Tirtawan Pertanyakan Laporannya Soal MafiaTiongkok ke Mapolda Bali

Kamis, 08 Nov 2018 08:00 | editor : I Putu Suyatra

Tirtawan Pertanyakan Laporannya Soal MafiaTiongkok ke Mapolda Bali

USUT TERUS: Nyoman Tirtawan saat diwawancarai awak media di Mapolda Bali kemarin. (ISTIMEWA)

BALI EXPRESS, DENPASAR – Anggota DPRD Bali Nyoman Tirtawan terus getol berupaya agar jaringan mafia Tiongkok yang merusak pariwisata Bali diberangus. Sempat melaporkan jariangan mafia Tiongkok, penggunaan simbol negara yaitu burung garuda sebagai stempel dan BTB Bali, dia kemarin (7/11) mendatangi Mapolda Bali, mempertanyakan laporannya. “Saya mempertanyakan laporan saya beberapa waktu silam, seperti apa perkembangannya,” jelas Tirtawan usai mendatangi Mapolda Bali kemarin.

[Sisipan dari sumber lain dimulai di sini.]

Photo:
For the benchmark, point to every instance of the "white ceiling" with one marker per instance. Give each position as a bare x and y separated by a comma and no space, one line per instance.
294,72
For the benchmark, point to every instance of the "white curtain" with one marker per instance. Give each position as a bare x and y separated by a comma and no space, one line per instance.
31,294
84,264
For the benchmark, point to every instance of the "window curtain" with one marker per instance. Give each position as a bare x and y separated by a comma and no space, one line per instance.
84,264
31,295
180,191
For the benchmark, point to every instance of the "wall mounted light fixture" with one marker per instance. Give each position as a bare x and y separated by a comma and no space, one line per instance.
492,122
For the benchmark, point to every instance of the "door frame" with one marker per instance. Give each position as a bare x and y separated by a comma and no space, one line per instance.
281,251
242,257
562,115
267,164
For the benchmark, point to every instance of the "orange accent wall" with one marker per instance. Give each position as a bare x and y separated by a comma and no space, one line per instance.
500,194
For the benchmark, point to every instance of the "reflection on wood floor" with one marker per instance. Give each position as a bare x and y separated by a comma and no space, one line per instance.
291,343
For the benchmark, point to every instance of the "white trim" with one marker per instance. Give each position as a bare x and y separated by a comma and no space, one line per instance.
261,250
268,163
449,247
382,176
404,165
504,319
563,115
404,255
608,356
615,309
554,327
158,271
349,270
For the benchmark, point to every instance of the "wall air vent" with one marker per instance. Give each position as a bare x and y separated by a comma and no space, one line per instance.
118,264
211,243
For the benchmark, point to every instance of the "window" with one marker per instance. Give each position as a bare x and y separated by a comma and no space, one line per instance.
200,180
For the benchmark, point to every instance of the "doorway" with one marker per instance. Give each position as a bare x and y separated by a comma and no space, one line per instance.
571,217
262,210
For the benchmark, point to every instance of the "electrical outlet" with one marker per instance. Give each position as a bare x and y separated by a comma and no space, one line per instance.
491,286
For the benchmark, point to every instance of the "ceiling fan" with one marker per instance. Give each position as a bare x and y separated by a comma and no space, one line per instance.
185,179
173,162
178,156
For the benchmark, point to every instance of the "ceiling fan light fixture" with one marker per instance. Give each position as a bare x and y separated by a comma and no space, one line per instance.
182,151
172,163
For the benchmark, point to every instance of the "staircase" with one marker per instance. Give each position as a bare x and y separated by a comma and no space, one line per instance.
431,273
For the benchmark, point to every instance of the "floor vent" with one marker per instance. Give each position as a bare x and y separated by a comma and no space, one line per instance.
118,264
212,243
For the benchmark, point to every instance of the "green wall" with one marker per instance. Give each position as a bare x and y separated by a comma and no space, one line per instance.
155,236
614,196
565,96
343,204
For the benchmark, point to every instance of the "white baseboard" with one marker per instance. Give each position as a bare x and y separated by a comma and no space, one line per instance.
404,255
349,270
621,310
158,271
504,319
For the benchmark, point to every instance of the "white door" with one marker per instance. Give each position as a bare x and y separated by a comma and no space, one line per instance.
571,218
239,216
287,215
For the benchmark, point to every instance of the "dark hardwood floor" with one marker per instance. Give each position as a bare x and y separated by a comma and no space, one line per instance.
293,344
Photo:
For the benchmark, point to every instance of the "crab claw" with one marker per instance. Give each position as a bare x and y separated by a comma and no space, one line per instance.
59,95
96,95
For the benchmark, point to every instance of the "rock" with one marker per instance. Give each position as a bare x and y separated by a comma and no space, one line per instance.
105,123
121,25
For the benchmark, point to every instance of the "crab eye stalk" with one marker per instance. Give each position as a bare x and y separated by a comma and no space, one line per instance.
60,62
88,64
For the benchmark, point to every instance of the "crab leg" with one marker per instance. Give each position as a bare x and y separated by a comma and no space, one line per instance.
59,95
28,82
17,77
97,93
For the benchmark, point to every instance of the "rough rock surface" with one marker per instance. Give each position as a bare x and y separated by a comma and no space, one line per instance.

Tirtawan mengatakan, terkait perkembangan kasus yang diadukannya bersama Pembina LSM Forum Peduli Masyarakat Kecil (FPMK) Gede Suardana 29 Oktober lalu, Tirtawan mengatakan, hal tersebut sedang diproses oleh Polda Bali. Bahkan jika seminggu ini tidak ada hasil, dirinya akan datang lagi ke Polda Bali.

"Kasus itu sedang diproses. Tadi saya diterima oleh Bapak Tri Joko, Bagian Reserse Mobile (Resmob) Polda Bali. Informasinya, kasus ini sedang diproses oleh Resmob,” kata Tirtawan. “Kalau seminggu lagi belum ada kejelasan, saya akan datang lagi ke Polda Bali," sambung Tirtawan.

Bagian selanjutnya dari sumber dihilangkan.